My Solution for Designing a Simple URL Shortening Service: A TinyURL Approach with Score: 8/10
by john_chen
System requirements
Functional:
- The service should generate a shorter, unique alias for a given URL, known as a short link, which should be easy to copy and paste.
- When users access a short link, the service should redirect them to the original URL.
- Users should have the option to choose a custom short link for their URL.
- Links will expire after a default timespan, but users should be able to specify a custom expiration time.
Non-Functional:
- The system must be highly available to ensure continuous URL redirections.
- URL redirection should occur in real-time with minimal latency.
- Shortened links should be unpredictable to prevent guessing.
Capacity estimation
Read-Heavy Nature:
- Our system will experience significantly more read operations (redirection requests) compared to write operations (new URL shortenings), with an assumed read-to-write ratio of 100:1.
Traffic Estimates:
- Assuming 500 million new URL shortenings per month, the system will handle 50 billion redirections during the same period, calculated as follows:
100 * 500M = 50B
Queries Per Second (QPS) Calculation:
- New URL shortenings per second:
500 million / (30 days * 24 hours * 3600 seconds) ≈ 200 URLs/s
- URL redirections per second, given the 100:1 read/write ratio:
100 * 200 URLs/s = 20K/s
Storage Estimates:
- Assuming each URL shortening request (and its associated short link) is stored for 5 years, the total number of stored objects will be 30 billion:
500 million * 5 years * 12 months = 30 billion
- Estimating each object to be approximately 500 bytes, the total storage needed is 15TB:
30 billion * 500 bytes = 15TB
Bandwidth Estimates:
- For write requests, with 200 new URLs per second, the total incoming data will be 100KB per second:
200 * 500 bytes = 100KB/s
- For read requests, with approximately 20K URL redirections per second, the total outgoing data will be 10MB per second:
20K * 500 bytes = 10MB/s
Memory Estimates for Caching:
- To cache frequently accessed URLs (following the 80-20 rule, where 20% of URLs generate 80% of the traffic), we need to consider:
20K requests/second * 3600 seconds * 24 hours ≈ 1.7 billion requests/day
- To cache 20% of these requests:
0.2 * 1.7 billion * 500 bytes ≈ 170GB
- Note: Due to duplicate requests for the same URL, actual memory usage will be less than 170GB.
High-Level Estimates Summary:
- New URLs: 200/s
- URL redirections: 20K/s
- Incoming data: 100KB/s
- Outgoing data: 10MB/s
- Storage for 5 years: 15TB
- Memory for cache: 170GB
API design
Function: createURL
Parameters:
api_dev_key (string): The API developer key of a registered account, used for throttling users based on their allocated quota.
original_url (string): The original URL to be shortened.
custom_alias (string, optional): A custom key for the URL.
user_name (string, optional): A user name to be used in the encoding.
expire_date (string, optional): The expiration date for the shortened URL.
Returns:
On success, returns the shortened URL.
On failure, returns an error code.
Function: deleteURL
Parameters:
api_dev_key (string): The API developer key of a registered account.
url_key (string): The key of the shortened URL to be deleted.
Returns:
On success, returns ‘URL Removed’.
On failure, returns an error code.
Abuse Detection and Prevention: To protect against abuse, such as a malicious user consuming all available URL keys, we can implement rate limiting based on the api_dev_key.

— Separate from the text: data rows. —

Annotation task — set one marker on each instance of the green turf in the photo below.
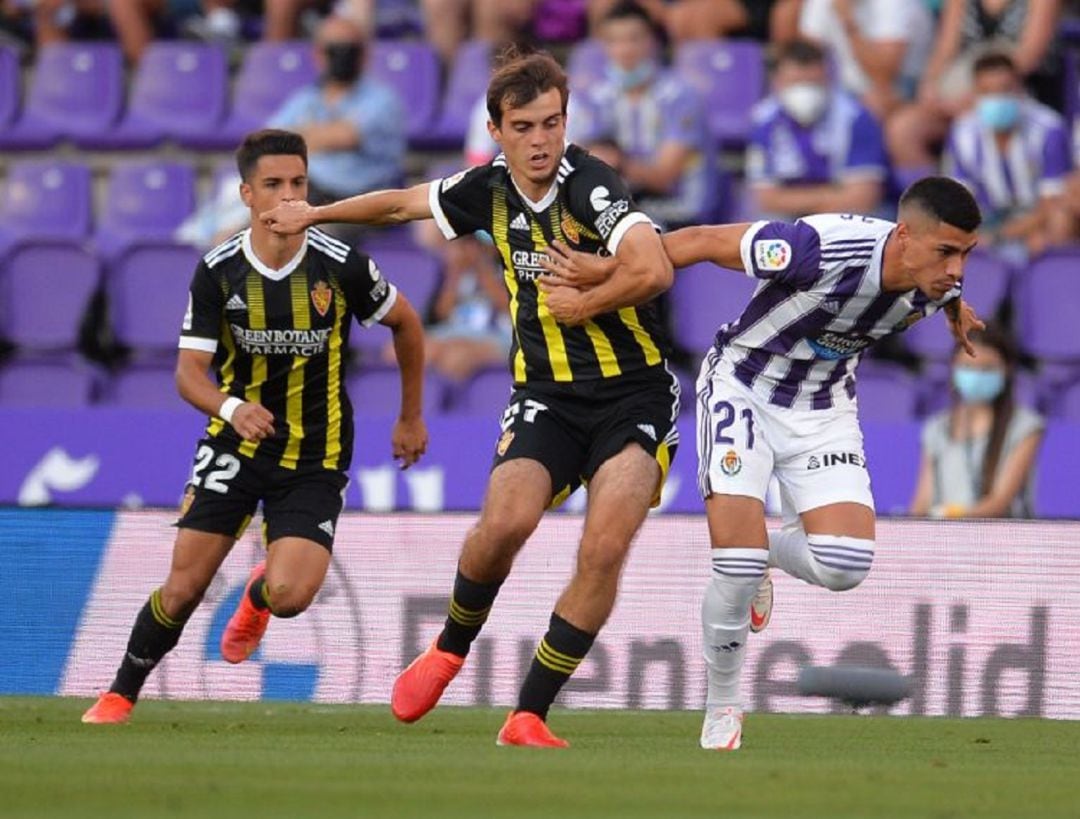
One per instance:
(257, 761)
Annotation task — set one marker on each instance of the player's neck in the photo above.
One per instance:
(894, 277)
(274, 250)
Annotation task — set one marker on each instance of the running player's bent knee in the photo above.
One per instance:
(288, 601)
(840, 563)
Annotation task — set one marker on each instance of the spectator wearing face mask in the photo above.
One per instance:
(353, 125)
(813, 148)
(979, 455)
(1014, 155)
(647, 124)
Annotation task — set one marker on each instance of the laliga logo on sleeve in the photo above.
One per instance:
(598, 199)
(772, 254)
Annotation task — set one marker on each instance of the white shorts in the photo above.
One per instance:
(817, 455)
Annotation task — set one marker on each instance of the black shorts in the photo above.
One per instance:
(226, 487)
(574, 428)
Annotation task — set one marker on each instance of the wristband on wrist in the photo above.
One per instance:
(228, 407)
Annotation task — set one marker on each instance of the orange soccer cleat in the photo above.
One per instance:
(247, 625)
(419, 686)
(528, 730)
(110, 709)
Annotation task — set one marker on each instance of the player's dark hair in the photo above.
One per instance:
(521, 76)
(945, 200)
(799, 52)
(994, 61)
(267, 143)
(997, 338)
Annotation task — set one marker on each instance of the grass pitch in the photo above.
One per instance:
(286, 760)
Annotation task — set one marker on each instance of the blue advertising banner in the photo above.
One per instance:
(131, 458)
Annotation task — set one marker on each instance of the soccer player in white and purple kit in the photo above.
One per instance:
(777, 394)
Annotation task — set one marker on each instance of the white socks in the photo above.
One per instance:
(835, 562)
(725, 619)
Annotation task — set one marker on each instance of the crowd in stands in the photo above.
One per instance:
(714, 110)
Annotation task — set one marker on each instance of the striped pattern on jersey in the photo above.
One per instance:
(798, 346)
(305, 392)
(609, 345)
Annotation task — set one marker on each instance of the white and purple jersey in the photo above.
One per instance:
(1034, 165)
(819, 305)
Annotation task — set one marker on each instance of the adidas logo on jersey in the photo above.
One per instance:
(648, 429)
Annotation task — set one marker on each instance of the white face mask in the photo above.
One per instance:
(805, 102)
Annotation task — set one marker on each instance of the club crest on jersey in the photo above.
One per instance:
(570, 229)
(322, 296)
(504, 441)
(730, 464)
(772, 254)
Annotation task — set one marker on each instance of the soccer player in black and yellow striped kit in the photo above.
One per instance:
(270, 314)
(592, 403)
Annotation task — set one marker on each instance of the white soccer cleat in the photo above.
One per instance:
(723, 728)
(760, 607)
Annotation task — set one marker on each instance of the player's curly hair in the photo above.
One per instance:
(521, 76)
(266, 143)
(945, 200)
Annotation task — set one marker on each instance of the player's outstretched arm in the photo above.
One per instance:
(252, 421)
(716, 243)
(962, 320)
(642, 272)
(409, 437)
(378, 207)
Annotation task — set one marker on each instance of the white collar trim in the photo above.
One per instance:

Each developer key can be restricted to a certain number of URL creations and redirections within a specified time frame, which can be configured differently for each developer key.
Database design
Data Observations:
- We need to store billions of records.
- Each stored object is small (less than 1KB).
- There are no relationships between records, except for tracking which user created a URL.
- Our service is read-heavy.
Database Schema:
We will need two tables:
- One for storing information about the URL mappings.
- One for storing data about the users who created the short links.
Database Choice:
Given that we expect to store billions of rows and do not require relationships between objects, a NoSQL database such as DynamoDB, Cassandra, or Riak is ideal. These NoSQL databases are also easier to scale, making them suitable for our needs.
High-level design
The challenge is to generate a short and unique key for a given URL. For example, the shortened URL "https://tinyurl.com/vzet59pa" has "vzet59pa" as the short key. Here are two potential solutions:
Solution 1: Encoding the Actual URL
- Hashing the URL:
- Compute a unique hash (e.g., MD5 or SHA256) for the given URL.
- Encode this hash using base36 ([a-z, 0-9]), base62 ([A-Z, a-z, 0-9]), or Base64 (by adding ‘+’ and ‘/’).
- Decide on the length of the short key, e.g., 6, 8, or 10 characters.
- Base64 Encoding:
- A 6-character key in Base64 can produce 64^6 ≈ 68.7 billion unique strings.
- An 8-character key in Base64 can produce 64^8 ≈ 281 trillion unique strings.
- Six-letter keys (68.7B unique strings) should suffice for our system.
- Handling Key Duplication:
- MD5 produces a 128-bit hash value, resulting in a string longer than 21 characters after Base64 encoding.
- For a 6-character key, take the first 6 characters. In case of duplicates, use other characters from the encoded string or swap characters.
- Challenges:
- Multiple users submitting the same URL will receive the same short URL, which is not acceptable.
- URLs with different encodings (e.g.,
http://example.com?id=design
vs.http://example.com%3Fid%3Ddesign
) should be treated as identical. - Workaround:
- Append an increasing sequence number to each input URL to ensure uniqueness, and then generate its hash. This sequence number does not need to be stored in the database.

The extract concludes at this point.